Among the 36 patients (14%) who were TNI+, 7 patients were TNI+ at baseline, possibly as a consequence of previous chemotherapy. In most cases, TNI elevation appeared soon after the first trastuzumab cycle. TNI+ normalized within 3 months. Trastuzumab-induced cardiotoxicity occurred 1 to 8 months after TNI+ was first detected. On multivariate analysis, TNI+ was the strongest independent predictor of cardiotoxicity (hazard ratio [HR], 17.6; 95% CI, 8.85-35.0; P < .001). TNI+ was also a predictor of duration of positivity (HR, 16.5; 95% CI, 8.1-33.6; P < .001).

LVEF recovered in 25 patients (60%) after trastuzumab withdrawal and initiation of HF therapy. The relative risk for LVEF recovery in patients without TNI+ was 3.0 (95% CI, 1.85.1; P < .001). The positive predictive value for lack of LVEF recovery in TNI+ patients was 65%, and the negative predictive value was 100%.

There were 22 major adverse cardiac events.

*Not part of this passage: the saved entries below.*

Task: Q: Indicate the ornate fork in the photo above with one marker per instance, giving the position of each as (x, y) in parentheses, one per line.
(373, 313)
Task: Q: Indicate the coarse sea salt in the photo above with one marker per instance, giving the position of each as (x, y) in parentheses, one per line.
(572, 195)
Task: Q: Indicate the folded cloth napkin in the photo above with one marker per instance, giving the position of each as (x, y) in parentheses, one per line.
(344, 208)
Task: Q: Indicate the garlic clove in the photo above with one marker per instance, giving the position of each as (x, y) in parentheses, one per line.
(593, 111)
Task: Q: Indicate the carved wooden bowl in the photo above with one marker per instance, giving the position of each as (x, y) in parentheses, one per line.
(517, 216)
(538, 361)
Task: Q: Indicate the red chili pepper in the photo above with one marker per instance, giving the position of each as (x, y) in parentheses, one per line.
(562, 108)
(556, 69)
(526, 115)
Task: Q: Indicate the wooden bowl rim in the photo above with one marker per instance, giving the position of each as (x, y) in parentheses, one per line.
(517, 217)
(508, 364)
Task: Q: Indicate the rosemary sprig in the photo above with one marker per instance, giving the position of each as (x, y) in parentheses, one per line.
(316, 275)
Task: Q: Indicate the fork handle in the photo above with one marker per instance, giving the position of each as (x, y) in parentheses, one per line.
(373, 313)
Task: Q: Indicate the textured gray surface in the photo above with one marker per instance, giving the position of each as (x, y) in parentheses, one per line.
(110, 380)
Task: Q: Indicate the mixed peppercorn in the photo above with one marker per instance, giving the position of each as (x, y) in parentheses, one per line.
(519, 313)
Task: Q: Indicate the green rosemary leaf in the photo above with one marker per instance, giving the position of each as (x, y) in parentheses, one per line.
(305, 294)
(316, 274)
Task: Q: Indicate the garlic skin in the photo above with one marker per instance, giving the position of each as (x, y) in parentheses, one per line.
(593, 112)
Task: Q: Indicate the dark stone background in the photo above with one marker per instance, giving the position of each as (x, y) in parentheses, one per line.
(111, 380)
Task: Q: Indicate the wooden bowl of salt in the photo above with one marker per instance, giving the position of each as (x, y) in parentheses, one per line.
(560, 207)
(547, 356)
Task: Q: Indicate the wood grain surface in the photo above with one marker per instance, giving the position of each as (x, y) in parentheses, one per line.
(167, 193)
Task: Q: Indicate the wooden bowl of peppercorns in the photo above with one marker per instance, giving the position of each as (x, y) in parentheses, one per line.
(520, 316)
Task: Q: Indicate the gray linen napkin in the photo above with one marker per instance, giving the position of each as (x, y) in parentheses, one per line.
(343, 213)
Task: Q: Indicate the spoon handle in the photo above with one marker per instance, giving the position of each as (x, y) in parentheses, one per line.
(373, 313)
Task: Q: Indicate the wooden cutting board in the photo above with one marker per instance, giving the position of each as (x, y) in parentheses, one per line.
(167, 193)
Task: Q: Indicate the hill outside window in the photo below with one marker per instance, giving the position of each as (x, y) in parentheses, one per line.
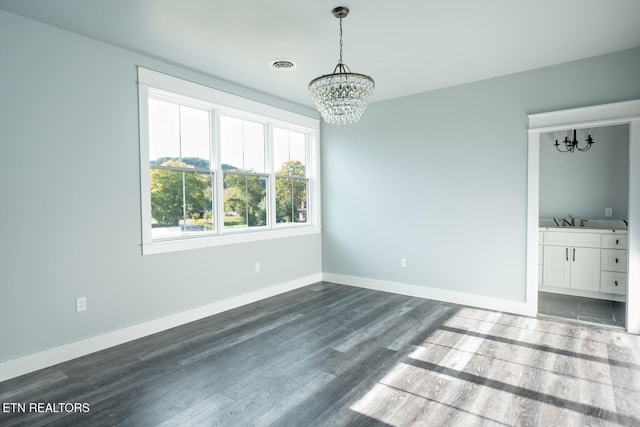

The incidence of these events was higher in patients with TNI+ (50% vs 2%; P < .001). Trastuzumab was reintroduced in 7 patients with trastuzumab-induced cardiotoxicity; 2 patients were TNI+ and developed LVEF <50%, following which trastuzumab was permanently discontinued.

In this study, TNI+ was the strongest independent predictor of cardiotoxicity, thus enabling identification of patients at greatest risk. Assessment of TNI also identified patients in whom trastuzumab-induced cardiac dysfunction may be irreversible even with adequate HF treatment.